# WANTED! Last minute Florida Beach Front.. Checking in this Weekend or next!



## Skialot (Jun 6, 2019)

WANTED!

Last minute Florida Beach Front for 7 days


Checking in this Weekend or Next!

June 8th or 15th week?

St, Augustine area, South Daytona, New Smyrna, Cocoa Beach area, Maybe father South?

Send me a message if you have a last minute deal!

Thanks,

Mike


----------



## jules54 (Jun 6, 2019)

Coconut Palms Beach Resort, New Smyrna ck  in June 9th 1 bedroom
Ocean Landing Beach Resort and Racket Club Cocoa Beach ck  in June 9 or 16 studio

Resort in Myrtle Beach if that has any interest.

I'd be using AC on these that will expire 6/30 so cost would price of the rental and price of guest certificate. You'll be getting a great deal.

Act fast give me a text if you hv interest.
402-432-6706


----------



## DRIless (Jun 6, 2019)

Vacation Village at Weston - Weston/Ft Lauderdale FL   1BR4  15 June 2019  7nights  $698*
*resort charges guest $25 resort fee

Daytona Beach Regency  - Daytona FL   1BR4  16 June 2019  7nights  $700

Ocean Landings Resort & Racquet Club  -  Cocoa Beach FL     1BR4  16 June 2019  7nights  $697


----------



## Skialot (Jun 8, 2019)

Thanks to jules54 for almost hooking me up with New Smyrna last night...


 but it fell though...



I am still looking!!!


I can pack up and leave in the Morning if you have a Sunday to Sunday.


Let me know what you have for checking in next weekend.

Thanks,

Mike


----------



## DRIless (Jun 8, 2019)

Skialot said:


> Let me know what you have for checking in next weekend.  Thanks,
> Mike


*Vacation Village at Weston* - Weston/Ft Lauderdale FL 1BR4 15 June 2019 7nights $698*
*resort charges guest $25 resort fee

*Daytona Beach Regency* - Daytona FL 1BR4 16 June 2019 7nights $700

*Ocean Landings Resort & Racquet Club* - Cocoa Beach FL 1BR4 16 June 2019 7nights $697


----------



## Skialot (Jun 11, 2019)

I am still looking!

 Last minute checking in this weekend!


Thanks to all that have tried to get me in something!

Mike


----------



## DRIless (Jun 11, 2019)

*Vacation Village at Weston* - Weston/Ft Lauderdale FL 1BR4 15 June 2019 7nights $698*
*resort charges guest $25 resort fee


----------



## Skialot (Jun 13, 2019)

Make my day..!

I am still looking for rental checking in this weekend... Sat or Sunday!




Mike


----------



## Optimizer (Jun 17, 2019)

Wyndham Daytona Beach, 06/22 - 06/27, 1 bed suite, $300?


----------



## DoorCountyGirl (Jun 22, 2019)

Skialot said:


> WANTED!
> 
> Last minute Florida Beach Front for 7 days
> 
> ...


We have Orlando Vistana Resort 2br/2ba condo now until 10am June 28th.
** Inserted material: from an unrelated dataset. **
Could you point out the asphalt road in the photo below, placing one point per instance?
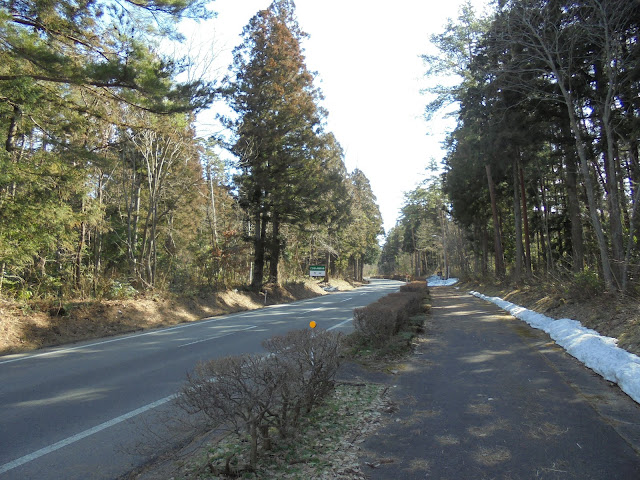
(485, 396)
(85, 411)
Tell me your situation and budget. Angie
2622259427


----------



## rapmarks (Jun 22, 2019)

Someone posted Calini on here, check in Sunday but date may have been incorrect


----------



## myra2b (Jun 23, 2019)

DoorCountyGirl said:


> We have Orlando Vistana Resort 2br/2ba condo now until 10am June 28th. Tell me your situation and budget. Angie
> 2622259427


Is this still available and if so what price DoorCountyGirl?


----------



## rapmarks (Jun 23, 2019)

rapmarks said:


> Someone posted Calini on here, check in Sunday but date may have been incorrect


Date is correct, on Siesta Key, check in todau


----------